Medical and surgical healthcare providers are receiving significantly higher payments from insurers than addiction and mental health practitioners for the same types of services, finds a groundbreaking, independent report published by Milliman, Inc. and released by a coalition of America’s leading mental health and addiction advocacy organizations including the Legal Action Center.

In the Milliman report, commissioned by the Bowman Family Foundation, researchers found that along with payment disparities, which occur in 46 out of 50 states, “out-of-network” use of addiction and mental health treatment providers by consumers is extremely high when compared to medical and surgical providers.

This perfect storm of factors reveals that patients are being forced into more costly out-of-network care, and can mean that treatment is abandoned altogether.

When taken together, the analysis paints a stark picture of restricted access to affordable and much-needed addiction and mental health care in an era of escalating suicide rates and opioid overdose deaths. Further, these disparities point to potential violations of federal and state parity laws, which require insurance companies to treat diseases of the brain, such as clinical depression and opioid addiction, the same way they treat illnesses of the body, such as cancer and heart disease.

One of the most dramatic disparities outlined in the report is the low reimbursements paid to behavioral health providers when compared to physical health providers – a factor likely influencing network access and overall practitioner shortages.

The researchers discovered that medical primary care and specialty providers were paid on average about 20% higher rates than behavioral health providers for the very same office visits billed under identical or similar codes. In many states, the disparities in payment rates were 2-3 times greater.

While payments to mental health and addiction providers were decreasing in comparison to medical providers, out-of-network visits for inpatient and outpatient behavioral health services were dramatically increasing. Nationally, Milliman researchers found that in 2015 on average:

31.6% of outpatient facility behavioral health care was accessed out-of-network, while only 5.5% of outpatient facility medical/surgical care was accessed out-of-network.

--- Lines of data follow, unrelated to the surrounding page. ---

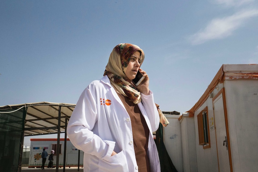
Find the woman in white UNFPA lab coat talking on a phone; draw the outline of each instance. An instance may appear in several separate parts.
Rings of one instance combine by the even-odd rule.
[[[160,171],[152,136],[159,126],[159,114],[148,74],[140,69],[143,60],[144,52],[137,45],[117,45],[104,77],[81,94],[67,134],[84,151],[85,172]],[[135,86],[132,80],[138,70],[145,79]]]

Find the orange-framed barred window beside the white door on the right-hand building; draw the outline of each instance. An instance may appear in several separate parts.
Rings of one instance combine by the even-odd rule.
[[[203,148],[210,147],[210,132],[209,132],[209,119],[208,119],[208,107],[206,106],[198,115],[198,132],[199,132],[199,145],[203,145]]]

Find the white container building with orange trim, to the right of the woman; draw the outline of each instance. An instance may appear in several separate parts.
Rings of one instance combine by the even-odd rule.
[[[178,172],[257,171],[258,64],[222,65],[192,109],[165,116]]]

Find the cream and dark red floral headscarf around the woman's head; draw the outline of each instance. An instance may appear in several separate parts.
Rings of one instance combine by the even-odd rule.
[[[144,60],[144,52],[137,45],[122,43],[116,45],[110,54],[104,76],[107,75],[110,82],[119,92],[130,98],[133,103],[141,102],[140,92],[131,85],[131,80],[125,75],[128,63],[134,52],[140,51],[140,65]]]

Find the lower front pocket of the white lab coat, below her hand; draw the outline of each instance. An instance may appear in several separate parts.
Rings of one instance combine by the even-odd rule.
[[[99,172],[128,172],[128,164],[125,156],[125,151],[122,150],[116,155],[109,158],[100,159],[98,162]]]

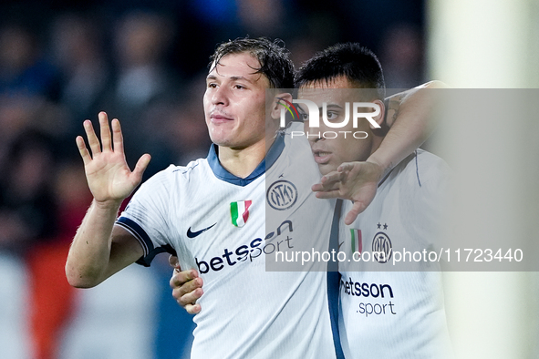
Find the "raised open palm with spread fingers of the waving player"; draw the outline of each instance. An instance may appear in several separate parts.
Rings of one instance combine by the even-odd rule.
[[[84,138],[78,136],[77,146],[84,161],[84,169],[88,187],[98,202],[109,200],[120,201],[130,196],[142,180],[142,174],[150,163],[150,155],[144,154],[137,161],[133,171],[130,170],[123,151],[123,137],[119,120],[111,121],[105,112],[99,112],[101,143],[90,120],[84,121],[84,129],[88,138],[88,151]]]

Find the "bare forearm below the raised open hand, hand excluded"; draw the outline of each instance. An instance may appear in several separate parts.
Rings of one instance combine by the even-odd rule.
[[[92,202],[67,255],[66,275],[71,285],[88,288],[106,279],[111,233],[120,204]]]

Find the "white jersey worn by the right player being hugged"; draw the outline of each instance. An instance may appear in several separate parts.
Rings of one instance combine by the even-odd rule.
[[[347,258],[361,252],[363,260],[339,263],[339,331],[347,359],[451,357],[439,263],[414,262],[410,254],[400,267],[406,272],[383,272],[392,270],[397,251],[437,248],[451,172],[429,152],[416,153],[389,173],[350,226],[342,219],[352,203],[343,206],[340,251]]]

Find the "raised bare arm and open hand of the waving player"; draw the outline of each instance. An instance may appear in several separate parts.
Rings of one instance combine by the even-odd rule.
[[[71,285],[83,288],[98,285],[144,253],[140,242],[114,222],[121,202],[140,184],[150,155],[142,155],[131,171],[119,120],[113,119],[109,126],[105,112],[99,112],[98,118],[100,141],[90,120],[84,121],[89,149],[82,136],[76,139],[94,201],[69,249],[66,276]]]

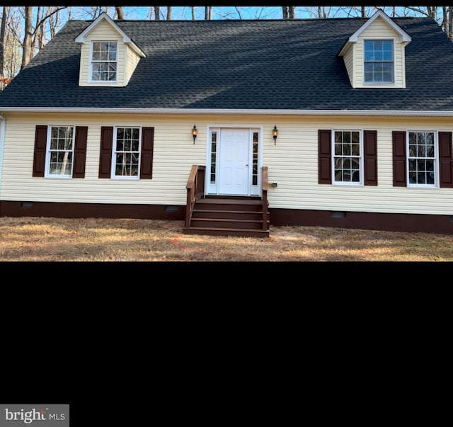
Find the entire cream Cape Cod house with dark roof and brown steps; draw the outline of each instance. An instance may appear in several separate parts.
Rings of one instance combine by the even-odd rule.
[[[430,18],[69,21],[0,93],[0,217],[453,233]]]

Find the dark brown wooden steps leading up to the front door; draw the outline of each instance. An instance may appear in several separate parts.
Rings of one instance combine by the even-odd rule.
[[[263,221],[265,221],[264,224]],[[193,206],[190,224],[183,228],[183,233],[269,237],[268,207],[264,206],[260,197],[206,196],[199,198]]]

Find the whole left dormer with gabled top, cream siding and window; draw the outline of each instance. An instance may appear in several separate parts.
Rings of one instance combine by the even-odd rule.
[[[79,86],[126,86],[144,52],[103,12],[76,38]]]

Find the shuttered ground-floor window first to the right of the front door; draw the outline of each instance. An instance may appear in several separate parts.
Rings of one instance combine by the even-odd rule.
[[[359,130],[333,130],[333,182],[362,183],[362,141]]]

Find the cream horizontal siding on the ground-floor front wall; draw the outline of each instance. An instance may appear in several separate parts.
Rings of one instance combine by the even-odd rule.
[[[6,115],[6,114],[5,114]],[[453,188],[393,186],[392,130],[453,130],[451,118],[290,117],[191,115],[6,115],[1,200],[67,203],[185,205],[193,164],[206,164],[210,125],[263,126],[263,166],[268,166],[271,208],[453,215]],[[193,144],[192,127],[198,137]],[[85,178],[33,178],[35,125],[87,125]],[[272,130],[279,134],[274,145]],[[153,178],[120,181],[98,178],[101,126],[154,127]],[[319,129],[377,130],[378,186],[318,183]]]

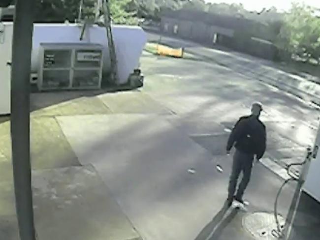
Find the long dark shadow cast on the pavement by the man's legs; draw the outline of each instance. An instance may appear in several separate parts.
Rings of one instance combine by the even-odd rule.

In 2013, the out-of-network use for outpatient facility behavioral health was 15.6%, showing a doubling of access restrictions during three years of parity regulatory oversight. 18.7% of behavioral health office visits were accessed out-of-network, while only 3.7% of primary medical/surgical office visits were accessed out-of-network. 16.7% of inpatient facility behavioral health care was accessed out-of-network, while only 4.0% of inpatient facility medical/surgical care was accessed out-of-network.

The report was developed by Milliman, Inc., an independent actuarial and research institution.

The report and full data sets are available here.

This release is issued by the following groups: The Legal Action Center, Parity Implementation Coalition, National Alliance on Mental Illness, The Kennedy Forum, National Association of Addiction Treatment Providers, American Foundation for Suicide Prevention, The Treatment Advocacy Center, and National Association of Psychiatric Health Systems, all of whom have been working to support parity since the 2008 passage of the Mental Health Parity and Addiction.